Nellie told herself afterwards that she acted instinctively, out of a deep-rooted fellow feeling for another orphan. Lilac appeared to give a convulsive heave and a kick and her shawl dropped down, right on top of the marble. Just as Miss Hicks reached for the boy’s shoulder, Nellie bent and retrieved the shawl, ignoring the fracas and smiling into Lilac’s small, fair face as she adjusted the garment.

Miss Hicks let go of the boy and gave Nellie a push, trying to see if the marble still lay at her feet. Nellie exaggerated her stagger and her shoulder struck her
next-door-neighbour, who bumped into the girl next to her, creating a domino effect which made the last girl in the pew give a rebellious squeal as she was thrust rudely against the wall.

‘Did you pick up that marble, Nellie McDowell?’ Miss Hicks whispered vengefully, whilst the boy hovered, bending down to see if his property was amongst the girls’ boots and the church hassocks. ‘If you did ...’

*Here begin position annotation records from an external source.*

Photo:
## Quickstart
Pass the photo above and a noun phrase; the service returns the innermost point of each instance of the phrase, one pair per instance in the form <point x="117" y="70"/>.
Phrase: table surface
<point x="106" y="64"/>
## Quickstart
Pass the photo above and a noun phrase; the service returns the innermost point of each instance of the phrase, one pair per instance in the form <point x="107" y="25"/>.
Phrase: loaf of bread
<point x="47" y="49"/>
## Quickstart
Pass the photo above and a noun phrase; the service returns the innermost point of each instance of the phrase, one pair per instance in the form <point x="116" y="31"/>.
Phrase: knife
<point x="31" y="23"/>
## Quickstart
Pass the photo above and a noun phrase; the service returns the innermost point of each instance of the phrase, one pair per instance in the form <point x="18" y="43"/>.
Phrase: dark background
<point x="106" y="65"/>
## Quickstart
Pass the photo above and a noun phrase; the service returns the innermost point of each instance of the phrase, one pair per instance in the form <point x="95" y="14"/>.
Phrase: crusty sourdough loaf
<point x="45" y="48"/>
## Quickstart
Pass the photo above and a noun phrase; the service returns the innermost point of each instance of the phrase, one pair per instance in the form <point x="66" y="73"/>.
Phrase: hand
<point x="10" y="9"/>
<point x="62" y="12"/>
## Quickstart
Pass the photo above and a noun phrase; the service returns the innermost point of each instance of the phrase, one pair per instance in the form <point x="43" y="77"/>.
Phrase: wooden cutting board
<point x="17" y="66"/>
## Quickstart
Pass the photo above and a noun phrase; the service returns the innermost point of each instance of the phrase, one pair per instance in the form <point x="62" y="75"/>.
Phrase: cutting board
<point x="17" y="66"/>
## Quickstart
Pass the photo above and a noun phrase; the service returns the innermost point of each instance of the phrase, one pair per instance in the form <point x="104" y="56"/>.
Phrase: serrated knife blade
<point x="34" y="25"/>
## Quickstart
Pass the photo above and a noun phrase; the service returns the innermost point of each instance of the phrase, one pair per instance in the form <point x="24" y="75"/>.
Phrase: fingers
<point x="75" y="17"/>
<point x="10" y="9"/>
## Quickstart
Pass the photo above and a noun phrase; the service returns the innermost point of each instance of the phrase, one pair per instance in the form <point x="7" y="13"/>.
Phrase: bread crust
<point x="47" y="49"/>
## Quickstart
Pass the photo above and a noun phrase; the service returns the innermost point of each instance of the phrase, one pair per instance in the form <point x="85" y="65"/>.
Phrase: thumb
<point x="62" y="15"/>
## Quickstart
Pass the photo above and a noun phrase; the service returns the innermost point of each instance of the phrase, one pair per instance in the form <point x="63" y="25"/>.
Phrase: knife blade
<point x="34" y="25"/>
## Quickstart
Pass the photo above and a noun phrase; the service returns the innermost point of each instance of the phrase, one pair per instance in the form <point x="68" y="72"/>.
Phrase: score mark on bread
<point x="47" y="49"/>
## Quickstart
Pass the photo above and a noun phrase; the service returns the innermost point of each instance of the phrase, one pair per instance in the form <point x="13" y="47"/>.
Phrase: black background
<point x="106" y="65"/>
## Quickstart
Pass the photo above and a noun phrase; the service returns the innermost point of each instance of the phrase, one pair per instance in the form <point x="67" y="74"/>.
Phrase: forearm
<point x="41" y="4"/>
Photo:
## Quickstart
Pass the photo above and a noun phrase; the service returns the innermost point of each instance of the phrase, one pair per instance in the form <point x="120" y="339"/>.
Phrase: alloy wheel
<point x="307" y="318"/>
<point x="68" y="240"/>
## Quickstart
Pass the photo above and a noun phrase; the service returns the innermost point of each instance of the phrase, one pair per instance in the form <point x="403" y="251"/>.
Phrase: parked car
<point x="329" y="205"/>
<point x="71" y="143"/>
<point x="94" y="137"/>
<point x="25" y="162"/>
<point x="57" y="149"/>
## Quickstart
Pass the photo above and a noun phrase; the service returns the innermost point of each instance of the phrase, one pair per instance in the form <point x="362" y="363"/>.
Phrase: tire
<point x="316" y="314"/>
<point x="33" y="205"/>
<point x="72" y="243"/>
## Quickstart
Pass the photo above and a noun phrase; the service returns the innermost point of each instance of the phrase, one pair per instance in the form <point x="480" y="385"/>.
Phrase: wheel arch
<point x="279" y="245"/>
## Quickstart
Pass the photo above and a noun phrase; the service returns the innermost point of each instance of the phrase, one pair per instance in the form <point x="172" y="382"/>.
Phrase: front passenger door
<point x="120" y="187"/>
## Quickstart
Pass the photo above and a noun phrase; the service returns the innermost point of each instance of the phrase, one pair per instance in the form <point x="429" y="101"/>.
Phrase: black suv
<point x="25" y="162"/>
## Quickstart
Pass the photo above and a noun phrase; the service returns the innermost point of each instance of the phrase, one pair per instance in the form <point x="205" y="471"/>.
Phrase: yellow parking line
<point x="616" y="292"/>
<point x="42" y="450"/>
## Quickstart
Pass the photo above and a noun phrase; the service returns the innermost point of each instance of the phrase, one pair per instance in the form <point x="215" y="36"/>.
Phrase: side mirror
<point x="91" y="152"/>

‘Ssshhh,’ hissed the congregation, including some of the bolder orphans, and Miss Hicks grabbed once more at the boy’s shoulder, giving him a hard shake as she did so.

‘Stand up this minute, you wicked boy, and ...’

The boy obeyed with startling suddenness so that his head struck Miss Hicks in her thin chest. She gasped and stepped back, and Nellie caught the boy’s bright, dark eye. A wordless message passed between them: Do you have it? Yes, I do. Then the dark eye flickered into a wink, a grin tilted the corners of his mouth so briefly that no one but Nellie could have seen, then the boy dropped his gaze and spoke, not to Nellie but to the teacher.

‘Sorry, Miss. I was only lookin’ for me olly, like. It’s gone, anyroad.’

‘Ssshhh!’

The boy turned to go back to his own pew and Miss Hicks, with a furious glare at the people who were shushing her, turned back too and marched noisily across to her own place. She sat down and Nellie tried to concentrate on the sermon whilst still wondering what her present from the congregation was to be.

When the sermon was done the presents were given out and proved to be a small bar of Fry’s chocolate for each child. Nellie’s mouth watered for the rest of the service but she knew better than to try to sample the
treat. Nothing would give Miss Hicks more pleasure than confiscating the chocolate. So Nellie bided her time and at last the service was over and the orphans began to spill into the aisle, boys and girls together for once in an undisciplined crush.